Les entreprises de BTP ayant souscrit des contrats d’assurance construction, à prix généralement « low cost », auprès d’acteurs opérant en libre prestation de service (LPS – c’est-à-dire opérant depuis un pays membre de l’Espace économique européen, sans filiale en France) courent-elles le risque de ne pas être suffisamment couvertes ? C’est la crainte, notamment, de la Fédération française du bâtiment (FFB).

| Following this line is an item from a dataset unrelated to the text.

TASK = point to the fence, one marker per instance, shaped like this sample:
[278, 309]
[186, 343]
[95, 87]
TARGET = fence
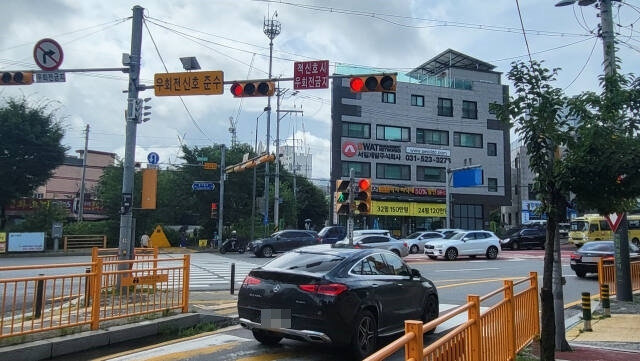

« Malgré les mises en garde que nous adressons depuis longtemps à nos adhérents, de nombreux entrepreneurs et artisans du bâtiment se sont montrés imprudents en se laissant séduire par des assurances construction bon marché », alerte Jacques Chanut, le président de la FFB. Mais suite aux défaillances ou difficultés d’assureurs en LPS survenues ces derniers mois (lire encadré ci-dessous, NDLR), « beaucoup de professionnels se retrouvent aujourd’hui dans une situation délicate : à défaut de couverture, ils pourraient être amenés à régler eux-mêmes les sinistres éventuels à la place de leur assureur défaillant. De nombreuses faillites sur le marché seraient alors à craindre dans les prochains mois ou années, alors même que le secteur connaît enfin une reprise marquée », poursuit Jacques Chanut.
Main tendue
Devant le nombre de dossiers de professionnels frappés par les défaillances d’assureurs en LPS qui lui sont remontés, la « Fédé » vient de réagir. Membre du conseil d’administration de SMABTP, L’Auxiliaire et CAMBTP – les trois mutuelles du secteur –, elle leur a demandé de réfléchir à une solution pour accompagner les entreprises en difficultés sur le délicat volet de la décennale. «?Les trois ont accepté d’étudier la souscription de contrats d’assurance pour l’avenir, mais également la reprise du passé [d’une durée encore à déterminer, NDLR], c’est-à-dire l’assurance des chantiers déjà réalisés, moyennant le versement d’une nouvelle prime?», annonce Jacques Chanut au «?Moniteur?».
«Je ne peux que conseiller à nos adhérents en difficultés de profiter de la main tendue par ces assureurs mutualistes?», poursuit le président de la FFB.
De son côté, la Fédération française des assureurs (FFA) ne nie pas l’ampleur potentielle des conséquences des difficultés des assureurs construction en LPS. Mais avance avec prudence. « Nous espérons que les sinistres éventuels pourront être réglés par les assureurs défaillants, confie Stéphane Penet, directeur des assurances de dommages et de responsabilités à la FFA. C’est tout l’enjeu d’avoir une cartographie très précise de la situation de chacun d’entre eux. Il nous faut y voir clair sur la situation des engagements qui seront tenus, ceux qui sont en risque et ceux dont on est d’ores et déjà sûr qu’ils ne seront pas tenus. »
Cartographie
L’importance de cette cartographie est de taille rappelle lui aussi le porte-parole de la FFA : « Le principe de solidarité entre tous les acteurs d’un même chantier (co-débiteurs d’une même dette) est un principe juridique issu du code civil, qui vise une protection du maître d’ouvrage, celui-ci n’ayant pas à supporter la part de défaillance d’un des acteurs du chantier, décrypte-t-il. De ce fait, les acteurs « solvables » et leurs assureurs présents peuvent être amenés à assumer la totalité de la charge du sinistre, même si leur part de responsabilité au final était minime ».
Etre solidaires des assureurs défaillants, voilà ce que les adhérents de la FFA voudraient le plus possible éviter, alors même que leur fédération a alerté l’autorité de contrôle du secteur (l'APCR) dès 2014, sur une crainte de voir certains acteurs LPS ne pas tenir compte des règles de provisionnement.
« Cette succession de difficultés aura au moins, nous l’espérons, le mérite d’alerter les autorités de contrôle de tous les pays européens sur la nécessité de vérifier que les assureurs relevant de leur périmètre respectent effectivement les principes de base de bonne connaissance et gestion des risques qu’ils prennent dans d’autres pays », espère Stéphane Penet.